Why would he give you the money?
(Jeff sighs and looks down)
JEFF
Actually, my Dad wanted me to use the
money for college. When I told him I wanted to open a comic book shop. He
wasn’t happy. But he just wants me to have a job and he wants me to succeed in
business like he did.
RANDY
So, what if the shop fails, what will
happen then?
JEFF
Then I have to sell used cars with my
Dad!
RANDY
But you hate cars!
JEFF
Kind of weird for the son of Mr.

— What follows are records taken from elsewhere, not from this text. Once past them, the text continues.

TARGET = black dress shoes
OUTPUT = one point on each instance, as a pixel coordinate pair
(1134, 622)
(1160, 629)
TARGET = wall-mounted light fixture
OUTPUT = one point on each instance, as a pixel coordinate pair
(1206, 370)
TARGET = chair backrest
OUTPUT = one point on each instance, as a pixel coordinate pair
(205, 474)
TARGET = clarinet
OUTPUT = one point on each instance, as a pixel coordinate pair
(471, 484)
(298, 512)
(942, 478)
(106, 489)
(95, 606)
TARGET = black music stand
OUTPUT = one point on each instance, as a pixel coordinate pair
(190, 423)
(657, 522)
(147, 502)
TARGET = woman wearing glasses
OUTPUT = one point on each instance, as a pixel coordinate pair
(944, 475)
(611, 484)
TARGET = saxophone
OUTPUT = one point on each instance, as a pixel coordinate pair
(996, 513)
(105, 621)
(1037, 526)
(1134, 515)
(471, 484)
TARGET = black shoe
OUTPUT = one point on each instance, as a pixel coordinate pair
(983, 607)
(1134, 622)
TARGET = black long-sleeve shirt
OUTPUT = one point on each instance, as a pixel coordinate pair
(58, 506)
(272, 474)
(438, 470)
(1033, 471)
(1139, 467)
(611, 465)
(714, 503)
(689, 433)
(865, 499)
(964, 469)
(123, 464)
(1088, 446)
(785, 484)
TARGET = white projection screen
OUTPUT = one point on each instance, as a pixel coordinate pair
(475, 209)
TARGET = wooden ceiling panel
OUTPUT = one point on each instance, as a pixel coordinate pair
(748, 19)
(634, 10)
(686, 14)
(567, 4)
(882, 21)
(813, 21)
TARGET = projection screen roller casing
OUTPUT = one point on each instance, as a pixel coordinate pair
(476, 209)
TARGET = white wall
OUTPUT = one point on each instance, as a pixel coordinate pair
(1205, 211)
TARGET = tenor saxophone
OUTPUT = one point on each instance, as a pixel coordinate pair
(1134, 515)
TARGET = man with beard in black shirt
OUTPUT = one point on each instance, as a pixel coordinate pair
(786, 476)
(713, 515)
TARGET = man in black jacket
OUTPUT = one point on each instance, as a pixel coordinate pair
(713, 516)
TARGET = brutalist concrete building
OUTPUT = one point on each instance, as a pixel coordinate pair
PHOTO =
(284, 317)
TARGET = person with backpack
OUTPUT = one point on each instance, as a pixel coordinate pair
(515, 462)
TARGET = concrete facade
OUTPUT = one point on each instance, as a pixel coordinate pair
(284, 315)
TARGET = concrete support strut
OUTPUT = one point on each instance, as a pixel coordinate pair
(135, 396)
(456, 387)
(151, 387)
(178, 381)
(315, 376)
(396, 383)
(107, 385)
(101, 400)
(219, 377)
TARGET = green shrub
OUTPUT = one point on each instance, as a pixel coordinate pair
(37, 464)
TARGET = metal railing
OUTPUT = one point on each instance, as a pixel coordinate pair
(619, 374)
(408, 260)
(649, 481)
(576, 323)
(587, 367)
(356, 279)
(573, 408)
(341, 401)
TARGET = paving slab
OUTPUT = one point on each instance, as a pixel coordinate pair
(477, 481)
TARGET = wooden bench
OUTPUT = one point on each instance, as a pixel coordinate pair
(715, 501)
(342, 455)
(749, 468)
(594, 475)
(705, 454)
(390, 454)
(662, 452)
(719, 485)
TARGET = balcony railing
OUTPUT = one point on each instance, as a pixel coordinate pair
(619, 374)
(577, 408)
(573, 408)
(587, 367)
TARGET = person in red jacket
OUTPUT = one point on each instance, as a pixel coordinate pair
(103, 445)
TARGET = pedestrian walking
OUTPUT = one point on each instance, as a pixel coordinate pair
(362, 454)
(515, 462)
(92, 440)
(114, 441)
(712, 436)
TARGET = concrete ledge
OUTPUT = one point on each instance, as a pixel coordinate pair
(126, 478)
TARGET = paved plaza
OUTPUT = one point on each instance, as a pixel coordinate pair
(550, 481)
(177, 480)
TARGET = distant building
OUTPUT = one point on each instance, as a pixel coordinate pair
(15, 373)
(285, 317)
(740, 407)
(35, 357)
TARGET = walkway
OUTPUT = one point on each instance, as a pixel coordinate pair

Used
Cars of Mystic County to hate cars! But he hates comics, so were even! Now
there’s something I wanted to ask you Randy…
RANDY
What?
(Jeff smiles and
pulls out some trading cards)
JEFF
Do you want to challenge High Wizard
Jeff in a game of “Sun Dragons of the Nile”?
RANDY
You dare challenge an Ultra High
Wizard! How stupid are you peasant?
JEFF
ENOUGH, ULTRA HIGH WIZARD RANDY! TIME
TO SETTLE THIS IN THE CASTLE OF SUN MOTHERS! BRING IT!
(Jeff and Randy
begin playing their trading card game)
RANDY
The wizard that loses cleans the
bathroom?
JEFF
You’re on!
(Now we see the
outside of the comic shop again and underneath it says 30 minutes later)
(Jeff and Randy
are sitting around reading comics and goofing off)
JEFF
Oh no way man, Goddiess is a god! No way Dr. Strong can beat him?
RANDY
He so can!
JEFF
In my eyes, the only
character that can beat Goddiess in a fight is Super Dude!
RANDY
Who’s Super Dude? Man, you
made him up! MR. COMICS 101 RIGHT HERE!
JEFF
Of course I made Super
Dude up, I don’t just want to be a comic shop owner, I WANT TO BE A COMIC BOOK
WRITER!
RANDY
You, a comic book writer? Have you
gotten anything published?
JEFF
Nope! No one hires a guy who just
writes, they want one that can draw too! But I can only draw stick figures. How
will I ever be like my hero Kirby Siegel?
RANDY
I can draw your comic books man! Years
of doodling in high school bro!
JEFF
Randy, I would love for you to be the Gardner
Starlin to my Kirby Siegel. Together we shall become the greatest writer-artist
duo the likes of which comics has never seen before or will again!
(Jeff and Randy do
their special handshake and laugh afterwards)
BETH
(OFF STAGE)
HELLO! ANYBODY HERE!
(Jeff and Randy
pause and begin to feel nervous)
JEFF
(NERVOUS)
RANDY! DID YOU HEAR THAT?
(Randy nods his
head)
JEFF
(NERVOUS)
A GIRL IS IN HERE! WHAT DO WE DO?
RANDY
(YELLING NERVOUSLY)
We’re over here, miss!
JEFF
(YELLING)
DUDE!
(Beth enters
and Jeff and Randy are basically tongue-tied)
BETH
Hi, I’m Beth. I own the beauty salon
next door and I thought I’d greet my new neighbors. So you two are my
neighbors?
(Jeff and Randy stare at
her blankly and Beth begins to feel like this is an awkward moment)
BETH
OKAY! Well, I have to get back to the
beauty saloon, but I thought I’d give you guys a coupon for a free haircut and
shampoo! Well, it was nice meeting you two! You both seem nice!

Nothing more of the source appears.